BRING 1 qt. (4 cups) water to boil; pour over chiles in bowl. Let stand 10 min. or until softened. Drain chiles; place in blender. Add remaining water, barbecue sauce, 1/2 cup onions and 2 garlic cloves; blend until smooth.

CHOP remaining garlic. Cook and stir bacon in large skillet on medium heat until crisp. Remove bacon from skillet with slotted spoon; drain on paper towels. Discard drippings from skillet. Add chopped garlic, remaining onions and chayote to skillet; cook 10 min., stirring occasionally. Stir in cilantro. Remove from heat.

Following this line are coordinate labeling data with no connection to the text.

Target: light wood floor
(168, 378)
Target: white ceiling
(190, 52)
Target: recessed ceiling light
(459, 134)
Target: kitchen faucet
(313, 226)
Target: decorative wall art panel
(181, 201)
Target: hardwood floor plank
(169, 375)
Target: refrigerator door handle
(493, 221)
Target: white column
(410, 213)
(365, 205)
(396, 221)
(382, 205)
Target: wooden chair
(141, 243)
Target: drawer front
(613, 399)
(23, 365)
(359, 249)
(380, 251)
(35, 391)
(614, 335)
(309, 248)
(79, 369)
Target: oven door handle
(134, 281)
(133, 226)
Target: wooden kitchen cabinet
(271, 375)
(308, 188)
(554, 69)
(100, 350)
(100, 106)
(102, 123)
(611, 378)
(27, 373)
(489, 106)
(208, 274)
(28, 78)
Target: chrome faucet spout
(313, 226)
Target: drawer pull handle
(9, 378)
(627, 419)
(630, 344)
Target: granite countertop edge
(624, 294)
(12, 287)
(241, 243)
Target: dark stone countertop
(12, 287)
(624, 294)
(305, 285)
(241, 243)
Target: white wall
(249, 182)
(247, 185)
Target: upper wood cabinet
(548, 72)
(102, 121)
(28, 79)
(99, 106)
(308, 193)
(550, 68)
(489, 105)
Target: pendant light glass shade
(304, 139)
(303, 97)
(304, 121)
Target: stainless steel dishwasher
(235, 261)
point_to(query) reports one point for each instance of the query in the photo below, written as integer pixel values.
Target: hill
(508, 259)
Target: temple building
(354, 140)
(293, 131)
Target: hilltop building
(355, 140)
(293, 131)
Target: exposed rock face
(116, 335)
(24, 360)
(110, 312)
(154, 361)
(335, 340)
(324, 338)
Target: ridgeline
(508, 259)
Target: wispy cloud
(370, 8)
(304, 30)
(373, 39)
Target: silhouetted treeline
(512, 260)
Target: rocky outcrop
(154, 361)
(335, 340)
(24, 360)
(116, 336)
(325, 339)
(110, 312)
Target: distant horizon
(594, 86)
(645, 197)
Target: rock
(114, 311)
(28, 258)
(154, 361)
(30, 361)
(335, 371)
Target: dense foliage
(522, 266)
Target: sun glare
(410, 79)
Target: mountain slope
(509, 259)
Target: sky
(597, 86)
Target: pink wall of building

PLACE roast, cut sides up, on cutting board; spoon bacon mixture lengthwise down center of roast. Roll up, starting at one long side; tie with kitchen string at 1-inch intervals. Cook in large skillet until browned on all sides. Place on foil-covered rimmed baking sheet; brush with 2/3 cup chile sauce.

BAKE 1-1/4 hours or until done (145ºF). Transfer roast to cutting board; let stand 5 min. Meanwhile, pour meat drippings into saucepan; stir in remaining chile sauce. Bring to boil; cook 2 min., stirring occasionally.

SPOON sauce over roast before serving.

Kraft Kitchens Tips

If buying a bone-in leg portion of pork (also referred to as fresh ham), ask your butcher to remove the bone and butterfly it.
Sour prickly cactus pears (xoconostles) are a perfect substitute for the chayote. Simply cut off both ends of 5 cactus leaves before removing the peel. Cut cactus in half, then remove the seeds before chopping the cactus; cook with the onions and garlic 5 min. before continuing as directed.